Exhibit 10.2
Execution Version
Lock-Up Agreement
September 11, 2024
Solaris Oilfield Infrastructure, Inc.
9651 Katy Freeway, Suite 300
Houston, TX 77024
Attention: Christopher Powell
Email: christopher.powell@solarisoilfield.com
Re: Lock-Up Agreement
Ladies and Gentlemen:
This letter (this “Letter Agreement”) is being delivered to you in accordance with the Contribution Agreement, dated as of July 9, 2024 (the “Contribution Agreement”), by and among (a) Solaris Oilfield Infrastructure, Inc., a Delaware corporation (“Acquiror Parent”), (b) Solaris Oilfield Infrastructure, LLC, a Delaware limited liability company and a subsidiary of Acquiror Parent (“Acquiror”), (c) (i) John A. Johnson, an individual resident of the State of Florida, and (ii) John Tuma, an individual resident of the State of Texas, and (d) (i) J Turbines, Inc., a Delaware corporation, and (ii) KTR Management Company, LLC, a Texas limited liability company. Capitalized terms used but not otherwise defined herein shall have the meanings ascribed to such terms in the Contribution Agreement.

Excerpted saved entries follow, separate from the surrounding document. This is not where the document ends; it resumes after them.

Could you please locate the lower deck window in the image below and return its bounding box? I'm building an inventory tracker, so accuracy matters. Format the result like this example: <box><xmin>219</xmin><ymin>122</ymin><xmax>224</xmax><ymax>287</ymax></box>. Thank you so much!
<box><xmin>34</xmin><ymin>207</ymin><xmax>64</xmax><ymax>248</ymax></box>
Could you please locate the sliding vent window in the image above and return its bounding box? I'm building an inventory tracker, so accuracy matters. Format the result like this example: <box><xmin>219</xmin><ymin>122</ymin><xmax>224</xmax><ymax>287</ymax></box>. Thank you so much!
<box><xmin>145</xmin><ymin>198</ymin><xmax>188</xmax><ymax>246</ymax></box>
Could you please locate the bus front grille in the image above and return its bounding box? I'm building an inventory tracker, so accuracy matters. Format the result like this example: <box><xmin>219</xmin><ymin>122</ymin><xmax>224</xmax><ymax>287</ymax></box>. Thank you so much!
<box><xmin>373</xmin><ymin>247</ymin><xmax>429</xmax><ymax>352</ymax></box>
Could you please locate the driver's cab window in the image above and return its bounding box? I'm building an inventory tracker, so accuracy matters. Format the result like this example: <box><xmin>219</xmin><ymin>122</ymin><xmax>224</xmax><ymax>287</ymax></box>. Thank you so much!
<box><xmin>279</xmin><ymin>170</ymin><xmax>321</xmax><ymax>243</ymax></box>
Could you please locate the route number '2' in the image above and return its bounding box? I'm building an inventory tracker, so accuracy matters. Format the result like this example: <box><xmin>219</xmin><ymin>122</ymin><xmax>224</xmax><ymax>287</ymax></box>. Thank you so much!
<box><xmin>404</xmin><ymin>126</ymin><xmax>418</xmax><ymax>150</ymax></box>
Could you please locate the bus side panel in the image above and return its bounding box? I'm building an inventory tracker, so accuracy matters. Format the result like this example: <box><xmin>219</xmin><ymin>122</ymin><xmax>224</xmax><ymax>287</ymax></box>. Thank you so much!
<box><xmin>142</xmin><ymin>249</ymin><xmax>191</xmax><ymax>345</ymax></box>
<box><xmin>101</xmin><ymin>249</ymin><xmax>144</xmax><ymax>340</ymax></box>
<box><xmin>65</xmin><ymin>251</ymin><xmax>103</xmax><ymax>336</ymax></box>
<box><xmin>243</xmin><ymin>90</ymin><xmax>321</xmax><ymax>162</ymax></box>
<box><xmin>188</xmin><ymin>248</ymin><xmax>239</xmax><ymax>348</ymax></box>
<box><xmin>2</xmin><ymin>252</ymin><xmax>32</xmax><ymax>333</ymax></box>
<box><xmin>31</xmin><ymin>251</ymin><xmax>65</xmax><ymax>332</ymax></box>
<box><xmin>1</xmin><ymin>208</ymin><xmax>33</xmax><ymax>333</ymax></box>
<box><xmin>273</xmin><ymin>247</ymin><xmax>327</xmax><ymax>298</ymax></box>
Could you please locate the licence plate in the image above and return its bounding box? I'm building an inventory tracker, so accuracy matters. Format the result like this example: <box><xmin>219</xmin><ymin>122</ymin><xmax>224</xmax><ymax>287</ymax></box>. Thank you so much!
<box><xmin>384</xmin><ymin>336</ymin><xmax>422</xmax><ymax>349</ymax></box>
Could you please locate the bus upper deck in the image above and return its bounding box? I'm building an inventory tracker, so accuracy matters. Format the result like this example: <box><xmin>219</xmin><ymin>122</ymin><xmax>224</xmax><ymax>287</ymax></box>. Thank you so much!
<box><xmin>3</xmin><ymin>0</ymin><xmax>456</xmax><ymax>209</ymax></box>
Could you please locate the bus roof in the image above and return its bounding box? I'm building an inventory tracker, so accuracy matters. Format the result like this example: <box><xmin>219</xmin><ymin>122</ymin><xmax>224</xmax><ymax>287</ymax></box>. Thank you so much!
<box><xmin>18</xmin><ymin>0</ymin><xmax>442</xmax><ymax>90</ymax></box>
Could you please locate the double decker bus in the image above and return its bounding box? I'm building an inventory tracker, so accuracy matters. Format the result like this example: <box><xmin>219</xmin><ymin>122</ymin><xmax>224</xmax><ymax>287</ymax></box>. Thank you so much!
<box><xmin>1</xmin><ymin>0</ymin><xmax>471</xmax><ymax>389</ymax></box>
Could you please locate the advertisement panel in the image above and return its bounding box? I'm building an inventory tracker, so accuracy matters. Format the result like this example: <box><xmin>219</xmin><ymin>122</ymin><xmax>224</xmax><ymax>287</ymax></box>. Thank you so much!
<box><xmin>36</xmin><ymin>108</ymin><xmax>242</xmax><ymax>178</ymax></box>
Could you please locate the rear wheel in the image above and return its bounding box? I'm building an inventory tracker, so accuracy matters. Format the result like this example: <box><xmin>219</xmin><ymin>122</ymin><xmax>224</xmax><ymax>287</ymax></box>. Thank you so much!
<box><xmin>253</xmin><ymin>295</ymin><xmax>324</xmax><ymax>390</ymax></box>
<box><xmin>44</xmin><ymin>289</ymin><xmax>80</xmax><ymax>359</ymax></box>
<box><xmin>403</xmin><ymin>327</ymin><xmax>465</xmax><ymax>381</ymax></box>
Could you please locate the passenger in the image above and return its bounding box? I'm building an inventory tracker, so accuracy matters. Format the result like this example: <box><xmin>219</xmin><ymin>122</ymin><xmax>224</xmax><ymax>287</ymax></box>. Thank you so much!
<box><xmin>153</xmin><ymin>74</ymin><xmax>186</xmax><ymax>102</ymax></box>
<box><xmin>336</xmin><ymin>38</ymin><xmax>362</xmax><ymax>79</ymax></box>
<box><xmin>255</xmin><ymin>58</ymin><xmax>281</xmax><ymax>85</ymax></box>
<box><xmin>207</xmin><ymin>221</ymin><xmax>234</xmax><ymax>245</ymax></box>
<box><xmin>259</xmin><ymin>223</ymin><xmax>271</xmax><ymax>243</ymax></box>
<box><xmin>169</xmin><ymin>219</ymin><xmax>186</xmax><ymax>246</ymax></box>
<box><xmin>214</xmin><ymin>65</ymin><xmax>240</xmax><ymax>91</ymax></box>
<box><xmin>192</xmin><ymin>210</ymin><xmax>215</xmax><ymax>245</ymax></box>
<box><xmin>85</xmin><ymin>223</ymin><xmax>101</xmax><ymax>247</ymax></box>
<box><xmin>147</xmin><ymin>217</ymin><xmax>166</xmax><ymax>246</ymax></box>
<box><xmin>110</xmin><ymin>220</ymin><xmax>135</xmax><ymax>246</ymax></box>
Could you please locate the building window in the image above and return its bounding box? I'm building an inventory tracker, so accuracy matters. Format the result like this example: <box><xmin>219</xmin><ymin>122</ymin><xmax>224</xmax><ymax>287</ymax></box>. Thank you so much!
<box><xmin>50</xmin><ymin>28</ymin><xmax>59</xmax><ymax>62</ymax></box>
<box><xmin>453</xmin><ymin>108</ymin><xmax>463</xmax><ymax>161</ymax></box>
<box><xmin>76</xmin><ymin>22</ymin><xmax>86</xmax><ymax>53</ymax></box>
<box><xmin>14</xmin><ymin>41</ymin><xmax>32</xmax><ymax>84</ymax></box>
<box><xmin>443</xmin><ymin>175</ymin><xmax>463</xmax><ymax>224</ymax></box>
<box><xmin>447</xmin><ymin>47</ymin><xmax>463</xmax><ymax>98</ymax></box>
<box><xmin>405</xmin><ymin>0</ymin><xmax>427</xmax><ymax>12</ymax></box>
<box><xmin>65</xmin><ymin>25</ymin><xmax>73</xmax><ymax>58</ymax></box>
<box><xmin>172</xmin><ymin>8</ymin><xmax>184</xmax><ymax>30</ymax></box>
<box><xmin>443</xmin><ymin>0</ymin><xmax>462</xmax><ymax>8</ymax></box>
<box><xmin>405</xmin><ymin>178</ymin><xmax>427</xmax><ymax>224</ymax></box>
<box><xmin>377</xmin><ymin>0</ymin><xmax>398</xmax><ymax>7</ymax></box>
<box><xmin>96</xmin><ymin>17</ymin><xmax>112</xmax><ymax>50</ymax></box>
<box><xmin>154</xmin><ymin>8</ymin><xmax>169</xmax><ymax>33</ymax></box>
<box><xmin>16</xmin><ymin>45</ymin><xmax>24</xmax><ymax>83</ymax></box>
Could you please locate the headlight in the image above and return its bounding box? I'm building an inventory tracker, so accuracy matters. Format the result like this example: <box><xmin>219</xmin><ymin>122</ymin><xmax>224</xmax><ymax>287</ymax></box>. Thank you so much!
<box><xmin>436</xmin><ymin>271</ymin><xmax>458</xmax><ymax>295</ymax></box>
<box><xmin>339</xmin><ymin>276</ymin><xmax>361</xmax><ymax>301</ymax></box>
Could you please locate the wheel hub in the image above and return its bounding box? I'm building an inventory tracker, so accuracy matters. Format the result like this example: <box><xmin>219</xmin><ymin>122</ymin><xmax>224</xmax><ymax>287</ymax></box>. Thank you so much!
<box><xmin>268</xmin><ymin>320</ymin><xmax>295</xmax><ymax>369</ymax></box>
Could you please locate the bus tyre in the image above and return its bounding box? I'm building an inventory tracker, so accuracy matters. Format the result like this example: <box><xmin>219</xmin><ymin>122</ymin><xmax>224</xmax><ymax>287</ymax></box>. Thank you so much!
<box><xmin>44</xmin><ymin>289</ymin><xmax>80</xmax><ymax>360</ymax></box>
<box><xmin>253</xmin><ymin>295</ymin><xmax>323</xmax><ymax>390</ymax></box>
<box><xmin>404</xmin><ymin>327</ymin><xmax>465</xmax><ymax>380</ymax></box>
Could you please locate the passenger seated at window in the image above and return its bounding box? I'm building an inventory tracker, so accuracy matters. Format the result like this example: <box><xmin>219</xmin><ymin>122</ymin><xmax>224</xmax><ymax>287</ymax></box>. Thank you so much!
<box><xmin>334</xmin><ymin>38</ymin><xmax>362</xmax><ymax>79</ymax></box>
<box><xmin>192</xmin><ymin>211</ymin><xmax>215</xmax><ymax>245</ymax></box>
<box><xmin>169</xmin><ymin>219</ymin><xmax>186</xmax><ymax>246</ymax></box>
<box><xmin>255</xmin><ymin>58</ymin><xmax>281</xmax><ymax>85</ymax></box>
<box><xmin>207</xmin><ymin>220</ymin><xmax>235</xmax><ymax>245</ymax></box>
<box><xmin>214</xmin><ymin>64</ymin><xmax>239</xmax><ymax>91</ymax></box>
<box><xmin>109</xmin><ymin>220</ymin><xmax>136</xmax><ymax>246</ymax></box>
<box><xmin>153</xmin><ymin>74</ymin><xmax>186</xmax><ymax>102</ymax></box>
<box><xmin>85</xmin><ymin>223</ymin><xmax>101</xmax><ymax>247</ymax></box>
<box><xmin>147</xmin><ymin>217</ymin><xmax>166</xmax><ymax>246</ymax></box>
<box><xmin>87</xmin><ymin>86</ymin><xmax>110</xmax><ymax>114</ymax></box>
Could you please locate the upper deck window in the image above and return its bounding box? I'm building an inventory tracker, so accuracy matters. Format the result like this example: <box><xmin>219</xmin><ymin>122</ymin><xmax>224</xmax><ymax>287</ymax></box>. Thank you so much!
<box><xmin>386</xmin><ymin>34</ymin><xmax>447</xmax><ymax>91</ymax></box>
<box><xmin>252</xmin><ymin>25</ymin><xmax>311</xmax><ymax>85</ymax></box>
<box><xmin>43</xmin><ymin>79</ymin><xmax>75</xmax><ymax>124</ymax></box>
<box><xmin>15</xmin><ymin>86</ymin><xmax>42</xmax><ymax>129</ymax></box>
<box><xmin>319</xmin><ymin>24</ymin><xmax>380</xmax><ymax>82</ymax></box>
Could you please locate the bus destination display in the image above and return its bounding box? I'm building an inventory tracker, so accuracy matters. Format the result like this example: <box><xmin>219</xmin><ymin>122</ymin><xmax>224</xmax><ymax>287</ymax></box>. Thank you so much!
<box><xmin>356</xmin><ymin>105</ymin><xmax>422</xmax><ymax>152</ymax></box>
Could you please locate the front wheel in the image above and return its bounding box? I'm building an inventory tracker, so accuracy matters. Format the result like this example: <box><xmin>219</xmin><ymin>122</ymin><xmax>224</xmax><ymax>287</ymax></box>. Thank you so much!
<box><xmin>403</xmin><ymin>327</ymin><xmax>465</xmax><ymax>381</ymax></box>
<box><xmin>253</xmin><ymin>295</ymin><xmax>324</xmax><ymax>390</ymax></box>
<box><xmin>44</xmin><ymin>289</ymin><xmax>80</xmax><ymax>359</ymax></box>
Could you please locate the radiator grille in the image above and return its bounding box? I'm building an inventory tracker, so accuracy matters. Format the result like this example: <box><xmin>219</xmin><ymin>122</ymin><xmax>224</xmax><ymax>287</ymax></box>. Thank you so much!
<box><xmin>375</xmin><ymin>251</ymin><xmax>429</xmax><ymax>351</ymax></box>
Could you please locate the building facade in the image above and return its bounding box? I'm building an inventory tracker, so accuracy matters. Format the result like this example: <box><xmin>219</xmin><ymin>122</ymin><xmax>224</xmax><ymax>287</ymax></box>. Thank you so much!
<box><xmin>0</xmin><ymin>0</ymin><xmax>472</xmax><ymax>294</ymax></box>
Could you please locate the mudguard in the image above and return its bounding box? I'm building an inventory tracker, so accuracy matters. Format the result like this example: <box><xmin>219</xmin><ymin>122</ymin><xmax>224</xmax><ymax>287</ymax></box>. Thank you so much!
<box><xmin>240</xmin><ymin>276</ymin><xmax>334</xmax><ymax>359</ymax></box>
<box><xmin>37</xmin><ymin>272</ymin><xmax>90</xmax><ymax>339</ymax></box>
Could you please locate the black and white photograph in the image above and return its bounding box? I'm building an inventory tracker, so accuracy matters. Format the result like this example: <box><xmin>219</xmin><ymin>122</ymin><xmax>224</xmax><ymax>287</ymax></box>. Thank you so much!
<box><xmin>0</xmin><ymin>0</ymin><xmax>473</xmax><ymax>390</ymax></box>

In order to induce Acquiror Parent and Acquiror to proceed with the Transactions and for other good and valuable consideration, the receipt and sufficiency of which are hereby acknowledged, the undersigned (the “Securityholder”) hereby agrees with Acquiror Parent and Acquiror as follows:
1. The Securityholder hereby irrevocably agrees, without the prior written consent of Acquiror Parent, not to, directly or indirectly, (i) offer for sale, sell, pledge, or otherwise dispose of (or enter into any transaction or device that is designed to result or would be reasonably likely to result in the disposition by any Person at any time in the future of) any shares of Acquiror Parent Class B Common Stock or Acquiror Units issued as Closing Equity Consideration (or any shares of Acquiror Parent Class A Common Stock acquired in exchange therefor), (ii) enter into any swap or other derivatives transaction that transfers to another, in whole or in part, any of the economic benefits or risks of ownership of any shares of Acquiror Parent Class B Common Stock or Acquiror Units issued as Closing Equity Consideration (or any shares of Acquiror Parent Class A Common Stock acquired in exchange therefor), whether any such transaction described in clause (i) or (ii) above is to be settled by delivery of any such shares of Acquiror Parent Class B Common Stock, Acquiror Units (or any shares of Acquiror Parent Class A Common Stock acquired in exchange therefor) or other Equity Interests, other securities, in cash or otherwise or (iii) publicly disclose the intention to do any of the foregoing, in each case until one-hundred eighty (180) days following the Closing Date (the “Lock-Up”).